Abstract

Abstract When not engaged in demanding tasks, we commonly experience streams of thoughts and images quite unrelated to immediate sensory input. Such stimulus-independent (SI) thoughts may be troublesome, as in worry, insomnia and depression. Previous research within a working memory paradigm suggested that SI thought production depended on central executive control resources. To explore this hypothesis further, we examined the interference with SI thought production resulting from shadowing auditorily presented digits compared to remembering them. Effects of stimulus presentation rate and size of memory load were also examined. At slow presentation rates, remembering produced more interference than shadowing.

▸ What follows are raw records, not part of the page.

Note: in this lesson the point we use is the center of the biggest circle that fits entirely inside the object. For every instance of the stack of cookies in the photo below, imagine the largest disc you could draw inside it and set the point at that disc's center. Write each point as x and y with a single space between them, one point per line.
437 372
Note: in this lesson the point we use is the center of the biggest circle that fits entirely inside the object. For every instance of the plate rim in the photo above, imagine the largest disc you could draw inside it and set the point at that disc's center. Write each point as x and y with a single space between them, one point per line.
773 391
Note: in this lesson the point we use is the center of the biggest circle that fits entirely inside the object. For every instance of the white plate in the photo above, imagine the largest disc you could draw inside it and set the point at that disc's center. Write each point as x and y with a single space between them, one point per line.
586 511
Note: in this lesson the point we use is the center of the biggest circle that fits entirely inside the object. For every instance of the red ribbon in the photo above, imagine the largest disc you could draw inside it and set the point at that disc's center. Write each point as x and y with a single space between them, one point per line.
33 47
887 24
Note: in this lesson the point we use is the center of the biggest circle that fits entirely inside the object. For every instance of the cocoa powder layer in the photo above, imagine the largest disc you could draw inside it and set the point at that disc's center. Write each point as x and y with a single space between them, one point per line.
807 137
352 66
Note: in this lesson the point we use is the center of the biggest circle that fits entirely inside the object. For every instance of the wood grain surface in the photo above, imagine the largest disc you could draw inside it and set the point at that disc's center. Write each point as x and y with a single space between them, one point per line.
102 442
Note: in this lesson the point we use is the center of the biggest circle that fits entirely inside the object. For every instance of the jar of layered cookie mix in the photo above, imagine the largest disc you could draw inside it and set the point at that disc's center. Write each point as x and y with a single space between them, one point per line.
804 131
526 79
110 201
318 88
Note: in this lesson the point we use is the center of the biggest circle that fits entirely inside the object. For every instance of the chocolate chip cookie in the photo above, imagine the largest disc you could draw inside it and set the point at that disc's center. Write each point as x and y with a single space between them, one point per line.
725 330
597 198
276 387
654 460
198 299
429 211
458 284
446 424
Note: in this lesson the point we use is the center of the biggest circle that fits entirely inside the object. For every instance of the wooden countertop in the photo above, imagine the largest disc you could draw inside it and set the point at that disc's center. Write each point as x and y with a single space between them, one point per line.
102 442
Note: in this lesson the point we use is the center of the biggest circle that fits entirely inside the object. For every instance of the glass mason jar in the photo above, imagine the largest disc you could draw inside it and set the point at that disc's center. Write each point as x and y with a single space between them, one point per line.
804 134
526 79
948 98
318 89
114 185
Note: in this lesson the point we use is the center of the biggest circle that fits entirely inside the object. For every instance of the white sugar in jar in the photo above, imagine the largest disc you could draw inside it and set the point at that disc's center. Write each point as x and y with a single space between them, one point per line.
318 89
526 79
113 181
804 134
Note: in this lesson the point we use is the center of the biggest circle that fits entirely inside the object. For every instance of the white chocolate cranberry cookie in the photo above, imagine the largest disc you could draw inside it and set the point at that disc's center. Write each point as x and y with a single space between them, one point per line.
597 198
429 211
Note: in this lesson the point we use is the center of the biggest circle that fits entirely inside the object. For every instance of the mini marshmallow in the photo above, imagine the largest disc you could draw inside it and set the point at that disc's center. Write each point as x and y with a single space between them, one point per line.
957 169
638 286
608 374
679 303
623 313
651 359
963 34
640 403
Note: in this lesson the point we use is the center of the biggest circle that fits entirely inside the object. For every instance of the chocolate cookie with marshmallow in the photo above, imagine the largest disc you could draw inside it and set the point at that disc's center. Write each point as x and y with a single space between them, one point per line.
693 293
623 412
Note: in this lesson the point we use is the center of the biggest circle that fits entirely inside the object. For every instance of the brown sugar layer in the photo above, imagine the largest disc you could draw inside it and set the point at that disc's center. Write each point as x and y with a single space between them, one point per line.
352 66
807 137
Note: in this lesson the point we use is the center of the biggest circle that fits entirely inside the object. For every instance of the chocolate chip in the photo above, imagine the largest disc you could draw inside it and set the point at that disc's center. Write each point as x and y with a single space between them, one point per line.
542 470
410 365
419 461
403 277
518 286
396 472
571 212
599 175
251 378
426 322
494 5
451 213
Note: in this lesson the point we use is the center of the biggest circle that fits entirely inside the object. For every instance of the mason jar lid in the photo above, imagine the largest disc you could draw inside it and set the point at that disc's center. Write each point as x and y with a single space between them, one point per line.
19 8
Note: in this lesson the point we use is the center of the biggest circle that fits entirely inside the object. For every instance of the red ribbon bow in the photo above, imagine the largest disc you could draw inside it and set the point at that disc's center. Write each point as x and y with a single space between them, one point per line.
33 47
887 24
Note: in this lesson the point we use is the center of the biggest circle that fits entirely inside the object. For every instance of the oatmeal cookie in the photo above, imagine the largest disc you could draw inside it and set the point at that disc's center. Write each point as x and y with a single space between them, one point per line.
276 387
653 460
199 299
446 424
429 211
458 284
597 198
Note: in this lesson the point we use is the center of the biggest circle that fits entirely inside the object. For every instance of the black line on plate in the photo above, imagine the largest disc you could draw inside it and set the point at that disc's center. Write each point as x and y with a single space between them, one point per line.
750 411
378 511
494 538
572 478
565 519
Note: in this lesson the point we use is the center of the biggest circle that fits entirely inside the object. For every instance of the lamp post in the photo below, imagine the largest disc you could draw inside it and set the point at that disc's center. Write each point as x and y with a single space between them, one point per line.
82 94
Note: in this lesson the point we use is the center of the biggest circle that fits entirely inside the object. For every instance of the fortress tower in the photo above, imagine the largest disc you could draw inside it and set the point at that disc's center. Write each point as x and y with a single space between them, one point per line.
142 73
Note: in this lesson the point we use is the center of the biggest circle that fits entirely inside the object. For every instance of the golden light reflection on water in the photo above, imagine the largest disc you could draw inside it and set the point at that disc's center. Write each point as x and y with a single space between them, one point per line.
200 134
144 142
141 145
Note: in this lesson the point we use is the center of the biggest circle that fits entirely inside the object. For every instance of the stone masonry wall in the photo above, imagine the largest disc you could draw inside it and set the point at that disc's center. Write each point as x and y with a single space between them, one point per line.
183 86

For shadowing, faster presentation produced greater interference than slow presentation. In remembering, interference was not substantially affected by size of memory load, was greater when subjects reported greater awareness of task stimuli, and was restricted to thoughts forming parts of connected sequences. The results are consistent with the view that production of connected sequences of SI thoughts depends on central executive control resources, that tasks interfere with thoughts to the extent that they make continuous demands on these resources, and that high subjective awareness of task stimuli is a marker that these resources are deployed to task management rather than thought production. The results are not consistent with Antro-bus' view that interference with SI thoughts by tasks is simply a function of the rate of processing information from external sources required by the task.